Eden Medina is Associate Professor
of Informatics and Computing, Adjunct Associate Professor
of History, and Director of the Rob Kling Center for Social Informatics at Indiana University, Bloomington. Her research and teaching address the social and ethical dimensions of our increasingly data-driven world, including the relationship of technology to human rights and free
expression, how data inform state action, the relationship of political innovation and technological innovation, and the ways that human and political values shape technological design.
She is the author of the prizewinning book Cybernetic Revolutionaries: Technology and Politics in Allende's Chile and the co-editor of Beyond Imported Magic: Essays on Science, Technology and Society in Latin America. She has also published on topics as diverse as computer science
education, the making of global corporate culture, crisis communication and infrastructure during natural disasters, big data and algorithmic regulation, free and open source software, the history and social study of technology, science and technology in Latin America, and the relationship of technology and politics.
Medina is a Fulbright Senior Specialist in Engineering Eduction. She received her Ph.D. from MIT in the History and Social Study of Science and Technology. She also holds a degree in Electrical Engineering from Princeton University and a Master in Studies of Law from Yale Law School.
At Indiana University, she teaches courses in
social informatics, information ethics, technology and the First Amendment, geographies of technology, history of technology, and the social studies of science and technology.
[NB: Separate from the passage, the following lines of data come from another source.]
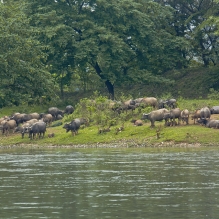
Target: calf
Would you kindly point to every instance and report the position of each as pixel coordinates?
(73, 126)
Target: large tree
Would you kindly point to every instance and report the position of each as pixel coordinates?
(22, 74)
(122, 40)
(191, 21)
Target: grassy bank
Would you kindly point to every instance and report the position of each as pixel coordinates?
(131, 136)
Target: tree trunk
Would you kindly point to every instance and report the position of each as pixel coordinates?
(110, 88)
(108, 84)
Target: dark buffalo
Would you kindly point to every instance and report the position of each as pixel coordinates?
(172, 115)
(47, 118)
(38, 128)
(156, 115)
(171, 103)
(9, 125)
(185, 116)
(209, 123)
(73, 126)
(205, 113)
(54, 111)
(196, 115)
(214, 110)
(25, 126)
(69, 109)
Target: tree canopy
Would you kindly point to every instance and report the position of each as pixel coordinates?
(47, 43)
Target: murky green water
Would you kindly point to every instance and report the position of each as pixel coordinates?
(111, 183)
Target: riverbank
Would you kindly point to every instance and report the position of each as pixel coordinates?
(119, 144)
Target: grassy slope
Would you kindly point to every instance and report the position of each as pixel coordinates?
(135, 135)
(194, 83)
(142, 135)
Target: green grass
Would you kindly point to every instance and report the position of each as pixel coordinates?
(141, 135)
(135, 135)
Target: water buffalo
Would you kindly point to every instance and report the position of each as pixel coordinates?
(171, 103)
(209, 123)
(18, 117)
(156, 115)
(54, 111)
(69, 109)
(214, 110)
(172, 115)
(150, 101)
(38, 128)
(25, 126)
(8, 125)
(205, 113)
(196, 115)
(185, 116)
(47, 118)
(73, 126)
(138, 122)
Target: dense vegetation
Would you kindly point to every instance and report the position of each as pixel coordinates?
(101, 117)
(53, 49)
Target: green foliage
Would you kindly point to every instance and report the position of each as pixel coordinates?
(213, 94)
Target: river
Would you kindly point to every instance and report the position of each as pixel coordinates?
(150, 183)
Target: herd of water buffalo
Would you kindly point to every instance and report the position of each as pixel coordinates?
(33, 123)
(36, 123)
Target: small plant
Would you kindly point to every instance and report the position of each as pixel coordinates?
(213, 94)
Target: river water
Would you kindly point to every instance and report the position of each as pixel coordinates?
(110, 183)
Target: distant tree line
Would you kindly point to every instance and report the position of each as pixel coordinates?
(54, 45)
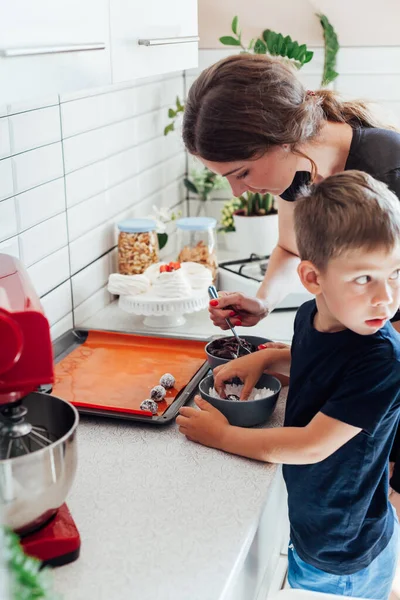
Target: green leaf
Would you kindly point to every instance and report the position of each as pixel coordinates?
(293, 49)
(308, 56)
(189, 185)
(234, 24)
(270, 39)
(169, 128)
(180, 107)
(162, 240)
(331, 50)
(279, 45)
(260, 47)
(228, 40)
(301, 53)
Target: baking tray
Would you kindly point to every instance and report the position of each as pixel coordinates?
(109, 374)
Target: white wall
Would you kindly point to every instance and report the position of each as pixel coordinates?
(71, 167)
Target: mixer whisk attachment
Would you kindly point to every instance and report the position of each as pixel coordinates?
(17, 436)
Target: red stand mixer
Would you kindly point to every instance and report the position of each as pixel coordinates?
(38, 450)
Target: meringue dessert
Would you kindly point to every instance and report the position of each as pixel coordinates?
(199, 276)
(172, 284)
(128, 285)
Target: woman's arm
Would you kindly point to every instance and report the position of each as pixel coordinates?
(282, 266)
(277, 283)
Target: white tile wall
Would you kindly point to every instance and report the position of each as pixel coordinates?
(71, 167)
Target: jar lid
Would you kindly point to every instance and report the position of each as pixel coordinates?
(137, 225)
(196, 223)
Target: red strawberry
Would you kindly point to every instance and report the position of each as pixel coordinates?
(174, 266)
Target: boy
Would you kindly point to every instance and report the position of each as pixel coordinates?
(344, 396)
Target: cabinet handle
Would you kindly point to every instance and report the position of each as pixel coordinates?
(165, 41)
(31, 51)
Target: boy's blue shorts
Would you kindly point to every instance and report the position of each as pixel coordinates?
(375, 581)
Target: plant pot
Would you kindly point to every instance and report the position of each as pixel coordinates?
(256, 235)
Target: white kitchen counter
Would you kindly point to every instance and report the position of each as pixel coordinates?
(162, 518)
(277, 326)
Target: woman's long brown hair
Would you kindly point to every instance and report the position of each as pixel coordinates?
(244, 104)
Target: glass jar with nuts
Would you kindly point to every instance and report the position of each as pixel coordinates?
(196, 242)
(137, 246)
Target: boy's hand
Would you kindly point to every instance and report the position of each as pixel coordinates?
(206, 426)
(247, 368)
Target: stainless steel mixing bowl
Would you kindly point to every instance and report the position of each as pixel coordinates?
(34, 485)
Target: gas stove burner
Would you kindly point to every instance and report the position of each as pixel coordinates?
(17, 436)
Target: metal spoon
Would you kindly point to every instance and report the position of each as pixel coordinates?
(212, 292)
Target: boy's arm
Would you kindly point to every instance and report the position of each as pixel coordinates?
(249, 369)
(290, 445)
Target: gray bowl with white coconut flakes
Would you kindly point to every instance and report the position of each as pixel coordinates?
(245, 413)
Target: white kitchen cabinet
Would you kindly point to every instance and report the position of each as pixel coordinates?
(264, 568)
(150, 37)
(52, 46)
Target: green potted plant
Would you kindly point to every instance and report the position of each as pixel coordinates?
(251, 222)
(202, 182)
(26, 579)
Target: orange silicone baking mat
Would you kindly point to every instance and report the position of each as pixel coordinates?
(116, 371)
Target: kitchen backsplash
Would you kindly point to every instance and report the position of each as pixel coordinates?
(71, 167)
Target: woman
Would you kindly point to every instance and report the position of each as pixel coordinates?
(249, 118)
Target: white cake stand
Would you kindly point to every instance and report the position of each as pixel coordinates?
(162, 313)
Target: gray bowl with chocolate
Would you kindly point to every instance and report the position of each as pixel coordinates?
(244, 413)
(222, 350)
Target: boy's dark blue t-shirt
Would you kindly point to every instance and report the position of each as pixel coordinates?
(338, 508)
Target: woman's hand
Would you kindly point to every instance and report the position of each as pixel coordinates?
(205, 426)
(248, 369)
(241, 310)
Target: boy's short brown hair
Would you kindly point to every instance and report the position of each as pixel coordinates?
(345, 211)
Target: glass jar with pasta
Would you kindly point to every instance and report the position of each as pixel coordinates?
(137, 246)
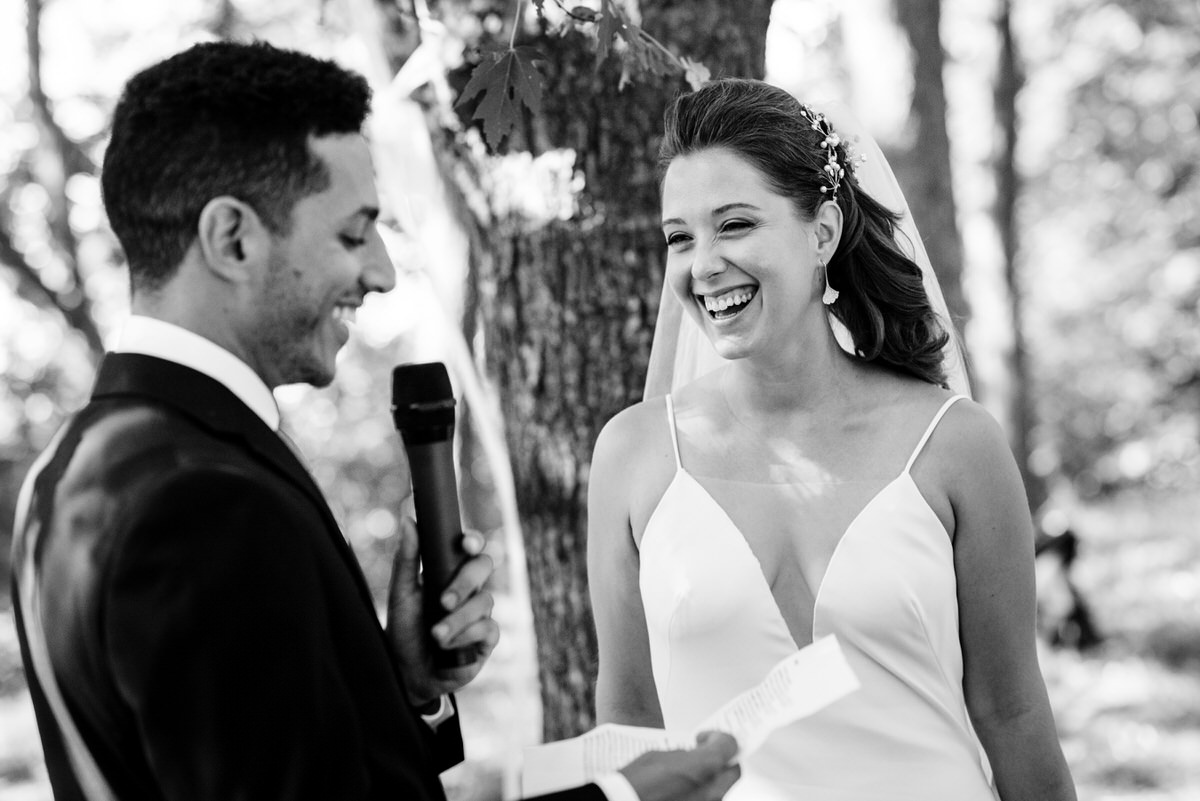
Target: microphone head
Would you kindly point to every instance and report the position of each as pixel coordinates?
(421, 398)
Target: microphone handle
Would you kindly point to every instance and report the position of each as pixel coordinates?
(439, 531)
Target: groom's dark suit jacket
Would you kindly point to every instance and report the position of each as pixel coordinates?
(208, 624)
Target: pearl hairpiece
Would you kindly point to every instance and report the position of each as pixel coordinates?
(834, 170)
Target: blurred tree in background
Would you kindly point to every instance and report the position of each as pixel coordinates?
(1113, 257)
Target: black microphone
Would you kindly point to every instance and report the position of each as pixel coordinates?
(423, 408)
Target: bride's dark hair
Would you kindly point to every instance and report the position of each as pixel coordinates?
(882, 302)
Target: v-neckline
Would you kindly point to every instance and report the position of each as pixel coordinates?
(833, 556)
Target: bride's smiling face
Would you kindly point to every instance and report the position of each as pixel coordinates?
(741, 258)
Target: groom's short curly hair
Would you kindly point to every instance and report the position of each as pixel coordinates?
(220, 119)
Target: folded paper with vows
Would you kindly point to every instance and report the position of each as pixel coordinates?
(798, 686)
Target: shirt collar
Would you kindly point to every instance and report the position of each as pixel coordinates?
(153, 337)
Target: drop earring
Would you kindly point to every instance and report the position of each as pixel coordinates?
(831, 295)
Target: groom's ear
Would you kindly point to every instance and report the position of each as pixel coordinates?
(827, 223)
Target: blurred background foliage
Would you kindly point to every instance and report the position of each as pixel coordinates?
(1080, 283)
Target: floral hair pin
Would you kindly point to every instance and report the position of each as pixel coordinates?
(834, 169)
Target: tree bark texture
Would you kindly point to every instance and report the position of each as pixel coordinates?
(568, 309)
(925, 168)
(1009, 80)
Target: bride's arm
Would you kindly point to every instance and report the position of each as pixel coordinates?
(994, 564)
(625, 688)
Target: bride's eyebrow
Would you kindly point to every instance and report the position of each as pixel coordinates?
(717, 212)
(733, 206)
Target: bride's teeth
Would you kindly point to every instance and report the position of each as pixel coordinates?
(727, 300)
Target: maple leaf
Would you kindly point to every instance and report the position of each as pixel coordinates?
(610, 24)
(505, 80)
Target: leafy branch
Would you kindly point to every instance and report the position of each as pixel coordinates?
(509, 82)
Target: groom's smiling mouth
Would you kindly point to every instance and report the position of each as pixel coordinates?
(729, 303)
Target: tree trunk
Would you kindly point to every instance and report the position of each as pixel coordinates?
(568, 308)
(925, 168)
(1009, 79)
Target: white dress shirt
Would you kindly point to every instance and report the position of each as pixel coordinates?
(153, 337)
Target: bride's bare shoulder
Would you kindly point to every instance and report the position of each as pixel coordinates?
(633, 464)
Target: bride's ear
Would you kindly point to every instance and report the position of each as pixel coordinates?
(827, 223)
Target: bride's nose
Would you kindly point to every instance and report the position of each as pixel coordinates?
(707, 263)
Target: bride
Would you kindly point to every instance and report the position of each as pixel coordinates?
(807, 462)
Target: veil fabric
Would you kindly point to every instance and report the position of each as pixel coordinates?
(681, 351)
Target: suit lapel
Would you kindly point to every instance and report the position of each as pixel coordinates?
(215, 408)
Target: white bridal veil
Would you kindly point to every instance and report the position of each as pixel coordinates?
(681, 351)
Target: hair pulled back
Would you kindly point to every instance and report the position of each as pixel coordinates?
(882, 302)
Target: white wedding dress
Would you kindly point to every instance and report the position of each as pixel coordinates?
(889, 596)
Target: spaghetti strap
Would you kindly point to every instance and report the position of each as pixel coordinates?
(675, 438)
(928, 433)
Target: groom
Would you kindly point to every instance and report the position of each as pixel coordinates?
(192, 622)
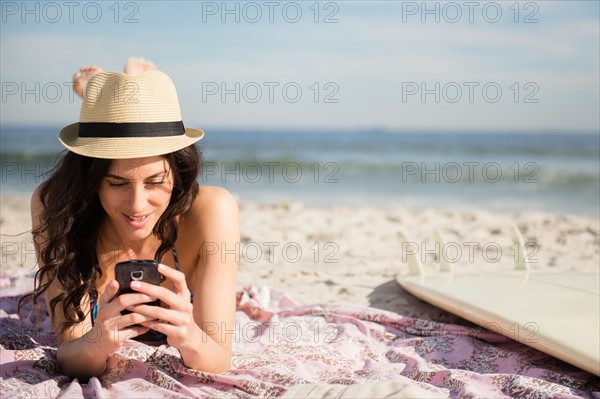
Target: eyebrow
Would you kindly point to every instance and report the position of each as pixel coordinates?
(125, 179)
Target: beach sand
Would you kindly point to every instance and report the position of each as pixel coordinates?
(352, 254)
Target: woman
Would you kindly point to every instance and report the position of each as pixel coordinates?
(127, 189)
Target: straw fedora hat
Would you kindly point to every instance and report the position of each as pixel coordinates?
(125, 116)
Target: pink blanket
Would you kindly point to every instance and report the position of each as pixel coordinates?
(279, 343)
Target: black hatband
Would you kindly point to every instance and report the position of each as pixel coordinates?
(134, 129)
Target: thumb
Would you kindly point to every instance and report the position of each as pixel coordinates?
(109, 292)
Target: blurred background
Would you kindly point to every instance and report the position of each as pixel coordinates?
(491, 105)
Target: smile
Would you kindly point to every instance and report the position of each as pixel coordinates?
(136, 221)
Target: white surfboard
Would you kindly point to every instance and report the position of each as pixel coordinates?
(556, 313)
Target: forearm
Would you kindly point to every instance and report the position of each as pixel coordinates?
(205, 354)
(81, 359)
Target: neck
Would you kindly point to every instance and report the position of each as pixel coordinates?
(113, 249)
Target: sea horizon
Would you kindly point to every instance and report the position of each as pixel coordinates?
(499, 171)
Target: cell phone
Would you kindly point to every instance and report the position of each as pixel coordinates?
(136, 270)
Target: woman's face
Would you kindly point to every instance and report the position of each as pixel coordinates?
(134, 194)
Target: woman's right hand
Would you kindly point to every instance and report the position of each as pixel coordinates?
(112, 328)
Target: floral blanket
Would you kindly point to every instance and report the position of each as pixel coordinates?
(280, 344)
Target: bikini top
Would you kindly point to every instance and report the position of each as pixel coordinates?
(95, 308)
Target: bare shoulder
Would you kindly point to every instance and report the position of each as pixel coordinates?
(36, 200)
(213, 205)
(214, 197)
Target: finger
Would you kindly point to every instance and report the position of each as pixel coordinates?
(135, 331)
(160, 326)
(158, 313)
(131, 319)
(164, 294)
(177, 277)
(109, 292)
Medina has received grants and fellowships from the
Social Science Research Council and the American Council
for Learned Societies, the National Science Foundation,
the Charles Babbage Institute, and the Dibner Institute
for the History of Science and Technology. She is also the recipient of the IEEE Life Members' Prize in Electrical History, the Outstanding Junior Faculty Award from Indiana University, Bloomington, two Scholar's Awards from the National Science Foundation, and a New Directions Grant from the Mellon Foundation.